I had to get one friend an infusion a few weeks ago. I know people with long haul covid who are really suffering months after they supposedly recovered. Vertigo. Exhaustion. No taste or smell still. Horrible headaches. Foggy brain.
Before I sat down to write this, I read an article about a female screenwriter who killed herself because her long haul COVID was so unbearable she preferred to die than live with it.
Then I think I am not so crazy. Then I think I am sane and everyone else is crazy.
Which is pretty much how I have gone through my entire life.
Am I crazy or are they crazy? It started with my parents. They totally tilted more towards crazy than I did. But that took years of therapy for me to accept.
But this whole thing just feels endless. Endless if you try your hardest not to get sick.
I wrote to my friend Sheldon this am. I have two friends I talk to the most. My friend Sheldon and my friend Blair. We deep dive.
Today I texted Sheldon “I am so sick of this.” Then went on for paragraphs why I was so sick of it. He told me walks help.
But I take long walks each day.
He then did what good friends do, he listened and told me about someone he knew who didn’t’ leave their house and got it.
And that made me feel not so crazy.
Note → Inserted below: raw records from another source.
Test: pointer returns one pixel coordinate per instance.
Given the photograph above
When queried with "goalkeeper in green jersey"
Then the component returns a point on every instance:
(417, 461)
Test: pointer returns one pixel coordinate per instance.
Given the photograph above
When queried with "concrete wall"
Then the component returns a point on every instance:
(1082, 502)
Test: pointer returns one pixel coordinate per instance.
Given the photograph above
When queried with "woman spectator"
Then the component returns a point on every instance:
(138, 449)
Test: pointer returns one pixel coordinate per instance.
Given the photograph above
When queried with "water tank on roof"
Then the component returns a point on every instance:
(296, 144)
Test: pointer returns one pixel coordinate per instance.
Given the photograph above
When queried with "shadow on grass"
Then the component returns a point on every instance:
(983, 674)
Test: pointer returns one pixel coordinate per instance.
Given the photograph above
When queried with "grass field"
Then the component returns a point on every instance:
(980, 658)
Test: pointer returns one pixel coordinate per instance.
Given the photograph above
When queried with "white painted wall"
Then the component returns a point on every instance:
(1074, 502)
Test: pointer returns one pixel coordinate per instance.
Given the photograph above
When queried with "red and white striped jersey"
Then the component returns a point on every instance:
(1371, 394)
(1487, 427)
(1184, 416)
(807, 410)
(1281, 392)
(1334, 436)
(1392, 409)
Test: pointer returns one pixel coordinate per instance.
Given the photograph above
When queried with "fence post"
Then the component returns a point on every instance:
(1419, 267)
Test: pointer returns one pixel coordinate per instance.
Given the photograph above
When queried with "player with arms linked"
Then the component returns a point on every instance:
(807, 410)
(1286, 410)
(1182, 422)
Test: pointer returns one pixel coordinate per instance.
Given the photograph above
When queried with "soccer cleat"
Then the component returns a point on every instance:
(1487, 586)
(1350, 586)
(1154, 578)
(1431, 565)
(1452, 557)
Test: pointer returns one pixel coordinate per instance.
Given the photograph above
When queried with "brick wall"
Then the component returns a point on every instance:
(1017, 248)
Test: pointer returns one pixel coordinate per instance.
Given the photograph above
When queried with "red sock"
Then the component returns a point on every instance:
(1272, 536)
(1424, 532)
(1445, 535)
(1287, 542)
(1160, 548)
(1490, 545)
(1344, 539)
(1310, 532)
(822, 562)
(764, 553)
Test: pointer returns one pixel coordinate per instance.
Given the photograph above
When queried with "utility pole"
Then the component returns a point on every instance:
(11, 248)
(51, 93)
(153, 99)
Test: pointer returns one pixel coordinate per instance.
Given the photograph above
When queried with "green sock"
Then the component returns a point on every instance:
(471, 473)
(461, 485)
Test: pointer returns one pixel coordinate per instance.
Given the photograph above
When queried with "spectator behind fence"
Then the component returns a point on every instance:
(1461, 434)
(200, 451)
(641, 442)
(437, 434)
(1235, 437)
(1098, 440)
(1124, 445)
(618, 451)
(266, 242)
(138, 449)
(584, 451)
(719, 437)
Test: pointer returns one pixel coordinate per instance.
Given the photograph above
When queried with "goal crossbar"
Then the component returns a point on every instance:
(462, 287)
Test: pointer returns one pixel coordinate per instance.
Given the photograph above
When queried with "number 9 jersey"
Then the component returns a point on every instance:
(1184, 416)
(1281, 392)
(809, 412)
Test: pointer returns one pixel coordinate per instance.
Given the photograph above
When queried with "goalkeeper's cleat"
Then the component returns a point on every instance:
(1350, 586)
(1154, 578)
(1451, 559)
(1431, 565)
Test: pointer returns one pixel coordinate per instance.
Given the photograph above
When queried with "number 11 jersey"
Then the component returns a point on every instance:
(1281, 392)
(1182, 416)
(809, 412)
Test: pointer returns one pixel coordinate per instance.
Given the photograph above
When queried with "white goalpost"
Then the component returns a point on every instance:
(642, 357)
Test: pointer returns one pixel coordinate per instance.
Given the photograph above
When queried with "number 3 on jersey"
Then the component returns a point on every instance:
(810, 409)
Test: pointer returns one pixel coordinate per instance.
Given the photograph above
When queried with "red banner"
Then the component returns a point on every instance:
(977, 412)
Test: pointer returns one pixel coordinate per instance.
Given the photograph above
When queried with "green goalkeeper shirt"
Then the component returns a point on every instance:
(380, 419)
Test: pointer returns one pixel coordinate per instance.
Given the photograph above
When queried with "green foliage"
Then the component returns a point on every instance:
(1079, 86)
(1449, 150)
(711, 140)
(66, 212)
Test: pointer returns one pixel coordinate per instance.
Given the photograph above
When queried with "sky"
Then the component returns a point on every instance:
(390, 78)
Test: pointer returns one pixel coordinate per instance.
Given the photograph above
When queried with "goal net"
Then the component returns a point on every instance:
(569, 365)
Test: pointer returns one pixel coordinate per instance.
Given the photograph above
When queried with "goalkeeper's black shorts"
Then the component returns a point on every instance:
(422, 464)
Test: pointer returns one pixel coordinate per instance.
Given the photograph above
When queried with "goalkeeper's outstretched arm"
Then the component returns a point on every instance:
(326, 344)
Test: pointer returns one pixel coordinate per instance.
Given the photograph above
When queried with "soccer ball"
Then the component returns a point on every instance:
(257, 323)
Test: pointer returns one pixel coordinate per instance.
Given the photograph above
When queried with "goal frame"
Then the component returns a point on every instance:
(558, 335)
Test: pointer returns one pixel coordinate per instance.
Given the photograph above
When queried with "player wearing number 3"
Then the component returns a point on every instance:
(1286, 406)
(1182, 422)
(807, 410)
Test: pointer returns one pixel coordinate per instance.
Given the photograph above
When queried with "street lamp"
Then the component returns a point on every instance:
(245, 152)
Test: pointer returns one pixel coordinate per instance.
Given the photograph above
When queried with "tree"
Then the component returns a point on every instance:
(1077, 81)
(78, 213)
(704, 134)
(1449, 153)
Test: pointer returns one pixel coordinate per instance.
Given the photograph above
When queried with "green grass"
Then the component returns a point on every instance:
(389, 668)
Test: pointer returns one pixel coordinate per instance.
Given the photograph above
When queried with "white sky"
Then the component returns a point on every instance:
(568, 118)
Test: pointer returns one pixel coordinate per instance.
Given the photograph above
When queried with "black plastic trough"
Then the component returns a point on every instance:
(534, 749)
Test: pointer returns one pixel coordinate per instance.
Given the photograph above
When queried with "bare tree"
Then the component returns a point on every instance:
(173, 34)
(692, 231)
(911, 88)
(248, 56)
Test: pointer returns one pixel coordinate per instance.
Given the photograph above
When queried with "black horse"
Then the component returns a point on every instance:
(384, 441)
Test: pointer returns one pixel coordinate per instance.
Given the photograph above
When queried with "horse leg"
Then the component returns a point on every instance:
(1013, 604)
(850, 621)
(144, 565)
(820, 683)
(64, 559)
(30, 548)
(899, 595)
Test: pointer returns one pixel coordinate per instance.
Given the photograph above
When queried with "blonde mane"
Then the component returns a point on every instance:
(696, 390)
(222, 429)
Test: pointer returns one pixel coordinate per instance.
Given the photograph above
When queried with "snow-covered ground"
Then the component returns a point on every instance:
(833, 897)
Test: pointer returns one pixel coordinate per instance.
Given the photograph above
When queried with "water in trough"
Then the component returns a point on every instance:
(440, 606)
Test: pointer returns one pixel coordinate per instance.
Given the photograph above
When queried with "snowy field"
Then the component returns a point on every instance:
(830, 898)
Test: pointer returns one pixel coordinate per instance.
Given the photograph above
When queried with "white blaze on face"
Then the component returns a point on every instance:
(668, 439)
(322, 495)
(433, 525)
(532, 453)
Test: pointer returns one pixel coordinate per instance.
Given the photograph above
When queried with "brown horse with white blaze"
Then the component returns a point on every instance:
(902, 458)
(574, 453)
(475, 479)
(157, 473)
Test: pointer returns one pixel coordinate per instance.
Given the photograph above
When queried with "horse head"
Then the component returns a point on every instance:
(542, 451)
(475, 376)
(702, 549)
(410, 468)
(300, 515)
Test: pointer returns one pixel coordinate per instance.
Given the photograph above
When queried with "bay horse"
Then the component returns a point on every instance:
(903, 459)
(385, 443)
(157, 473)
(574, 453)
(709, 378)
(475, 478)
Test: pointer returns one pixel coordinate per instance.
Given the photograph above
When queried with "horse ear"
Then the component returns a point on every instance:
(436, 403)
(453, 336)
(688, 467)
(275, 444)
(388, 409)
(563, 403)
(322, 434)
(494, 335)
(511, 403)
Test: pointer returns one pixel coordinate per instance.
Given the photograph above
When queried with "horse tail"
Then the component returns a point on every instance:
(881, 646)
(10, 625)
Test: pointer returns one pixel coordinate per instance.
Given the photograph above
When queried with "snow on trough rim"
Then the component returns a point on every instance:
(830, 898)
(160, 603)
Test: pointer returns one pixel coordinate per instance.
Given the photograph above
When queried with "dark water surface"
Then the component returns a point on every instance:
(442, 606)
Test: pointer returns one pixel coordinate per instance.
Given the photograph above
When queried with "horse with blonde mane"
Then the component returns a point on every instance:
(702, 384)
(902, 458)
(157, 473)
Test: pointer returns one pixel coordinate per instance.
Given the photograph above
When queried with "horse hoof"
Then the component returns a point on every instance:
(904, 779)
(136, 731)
Sheldon and I help each other not feel crazy. And I am forever grateful to him for that. I think I do the same for him.
So, I guess at the end of this day, that is like day 654 of identical days, I am not crazy as I don’t want to get COVID. And I don’t’ want my family to get it. And I don’t’ want long haul COVID or a blood clot or the other after effects. I am not crazy.
I also did not spill that carrot juice on purpose. At least I don’t think I did. If I did, that was crazy as my mom was as determined as I was in the world, and in those days she had the power and the money to buy another and make me down it and I should have known that.
I guess I answered my own question. Thank you for listening.